火焰又一次暴涨而起。一年级的四人从呛人的烟雾中抬起头来,再一次看见熟悉的雕花大门,在热量席卷下一点点变得焦黑,裂出一道道缝隙。
——又回到原点了。
这间宅子实在是古怪的紧。内里弯弯绕绕,燃着的火焰久久不息。他们在玉犬的指引下摸索了几回,一遍又一遍,险些被烤成人干,却总是回到这扇大门前。

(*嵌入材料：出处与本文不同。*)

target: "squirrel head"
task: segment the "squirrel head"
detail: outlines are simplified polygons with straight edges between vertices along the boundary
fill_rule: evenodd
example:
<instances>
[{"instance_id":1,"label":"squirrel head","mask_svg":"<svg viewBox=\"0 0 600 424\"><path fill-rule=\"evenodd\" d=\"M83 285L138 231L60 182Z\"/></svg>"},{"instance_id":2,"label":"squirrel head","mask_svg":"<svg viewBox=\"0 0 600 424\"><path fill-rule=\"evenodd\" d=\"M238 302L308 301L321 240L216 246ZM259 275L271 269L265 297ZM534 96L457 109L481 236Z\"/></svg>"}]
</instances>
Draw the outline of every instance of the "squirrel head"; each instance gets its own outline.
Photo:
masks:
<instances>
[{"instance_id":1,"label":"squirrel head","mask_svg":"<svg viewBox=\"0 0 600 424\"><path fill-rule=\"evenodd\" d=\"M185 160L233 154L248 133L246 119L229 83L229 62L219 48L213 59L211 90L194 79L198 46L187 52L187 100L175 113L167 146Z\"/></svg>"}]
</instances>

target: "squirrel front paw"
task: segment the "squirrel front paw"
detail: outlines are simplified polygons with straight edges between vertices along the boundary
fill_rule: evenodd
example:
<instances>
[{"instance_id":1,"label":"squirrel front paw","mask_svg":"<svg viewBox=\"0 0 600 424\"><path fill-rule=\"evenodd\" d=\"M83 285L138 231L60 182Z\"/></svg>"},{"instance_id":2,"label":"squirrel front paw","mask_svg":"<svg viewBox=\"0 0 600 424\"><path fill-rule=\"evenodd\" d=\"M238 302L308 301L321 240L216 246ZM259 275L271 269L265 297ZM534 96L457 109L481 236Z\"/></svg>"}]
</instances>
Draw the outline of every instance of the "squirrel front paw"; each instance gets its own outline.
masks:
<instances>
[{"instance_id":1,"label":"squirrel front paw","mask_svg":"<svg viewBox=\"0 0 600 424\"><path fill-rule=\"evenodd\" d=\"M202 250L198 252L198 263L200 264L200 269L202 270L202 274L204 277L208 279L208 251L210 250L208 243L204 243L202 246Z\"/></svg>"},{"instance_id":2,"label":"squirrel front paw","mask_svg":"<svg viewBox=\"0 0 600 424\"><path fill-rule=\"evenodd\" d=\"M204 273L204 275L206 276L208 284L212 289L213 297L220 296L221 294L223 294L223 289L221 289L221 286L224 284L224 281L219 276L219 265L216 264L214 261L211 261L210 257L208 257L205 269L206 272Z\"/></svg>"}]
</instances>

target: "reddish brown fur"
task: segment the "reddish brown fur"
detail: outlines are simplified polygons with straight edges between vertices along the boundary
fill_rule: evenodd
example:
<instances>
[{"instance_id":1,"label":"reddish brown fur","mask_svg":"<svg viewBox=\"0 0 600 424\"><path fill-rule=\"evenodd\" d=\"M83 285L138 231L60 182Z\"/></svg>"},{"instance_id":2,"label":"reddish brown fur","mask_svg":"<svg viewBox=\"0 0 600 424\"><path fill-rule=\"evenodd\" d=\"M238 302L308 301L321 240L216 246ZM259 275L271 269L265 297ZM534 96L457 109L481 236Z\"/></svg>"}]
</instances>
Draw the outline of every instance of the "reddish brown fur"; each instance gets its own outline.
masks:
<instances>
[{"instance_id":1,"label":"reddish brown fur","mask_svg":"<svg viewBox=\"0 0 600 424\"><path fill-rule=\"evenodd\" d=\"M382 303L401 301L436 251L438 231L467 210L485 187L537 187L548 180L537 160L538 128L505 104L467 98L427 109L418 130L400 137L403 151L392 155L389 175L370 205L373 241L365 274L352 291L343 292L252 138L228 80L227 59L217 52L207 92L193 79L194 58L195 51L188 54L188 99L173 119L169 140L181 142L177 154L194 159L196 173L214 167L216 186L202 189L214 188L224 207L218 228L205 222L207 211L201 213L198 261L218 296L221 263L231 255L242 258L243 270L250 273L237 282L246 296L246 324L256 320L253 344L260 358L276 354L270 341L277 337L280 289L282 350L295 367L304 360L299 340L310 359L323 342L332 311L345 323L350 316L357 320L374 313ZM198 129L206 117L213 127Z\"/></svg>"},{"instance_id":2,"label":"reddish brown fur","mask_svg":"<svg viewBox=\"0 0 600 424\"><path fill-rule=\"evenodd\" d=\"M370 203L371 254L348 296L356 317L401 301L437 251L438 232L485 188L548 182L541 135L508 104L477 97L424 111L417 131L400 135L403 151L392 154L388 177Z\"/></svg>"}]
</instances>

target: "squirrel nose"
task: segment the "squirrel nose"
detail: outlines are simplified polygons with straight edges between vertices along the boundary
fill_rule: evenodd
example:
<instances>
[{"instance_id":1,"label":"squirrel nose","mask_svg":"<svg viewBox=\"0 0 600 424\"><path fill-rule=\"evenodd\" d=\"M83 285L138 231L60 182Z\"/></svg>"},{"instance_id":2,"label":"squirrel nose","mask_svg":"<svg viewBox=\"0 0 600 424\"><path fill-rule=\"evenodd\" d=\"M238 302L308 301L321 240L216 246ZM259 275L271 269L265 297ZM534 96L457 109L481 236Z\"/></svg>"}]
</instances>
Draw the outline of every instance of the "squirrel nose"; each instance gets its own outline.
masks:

真是奇怪的地方。伏黑惠心里暗念。“咒力残秽明明那么重……但一点咒灵的影子也看不到……咒力浓度也很低,和其他普通的地方一样……”他忽然顿住了。身后的同伴也一起反应过来——
咒力浓度太低了。普通的地方尚且有着稀薄的咒力,只是构不成伤人的威胁而已,更何况这个透着古怪,几乎把“我有问题”刻在匾上的津岛宅。
再说了,除却这些,那玉犬呢?
来自玉犬的咒力波动呢?
一股浓厚的咒力顺着黑色的影子回到咒术师身上,伏黑惠如临大敌的后退一步。
玉犬……悄无声息的死了?
他的反应证实了同伴们的猜想。钉崎野蔷薇指尖夹紧几枚长钉。虎杖悠仁摆好姿势,手臂上肌肉紧绷。吉野顺平身后,水母形的式神泛出幽光。他们盯紧了大门,集体向后退了一步。
似乎有谁叹息一声。火焰烧出噼啪的声响,这间死气沉沉的宅子忽然亮了。焦炭似的门户恢复了颜色,焰色就从窗纸里透出来,晕出一片的灯火通明,显得端庄而气派。
但四人还是没动。过分艳丽的果实往往有毒,他们深知这个道理,但不只是因为这个——咒力波动顷刻上涨了数千倍,几乎凝结成实质性的墨色。宅子之中似乎泛出浓重的死气来,刷上不详的底色。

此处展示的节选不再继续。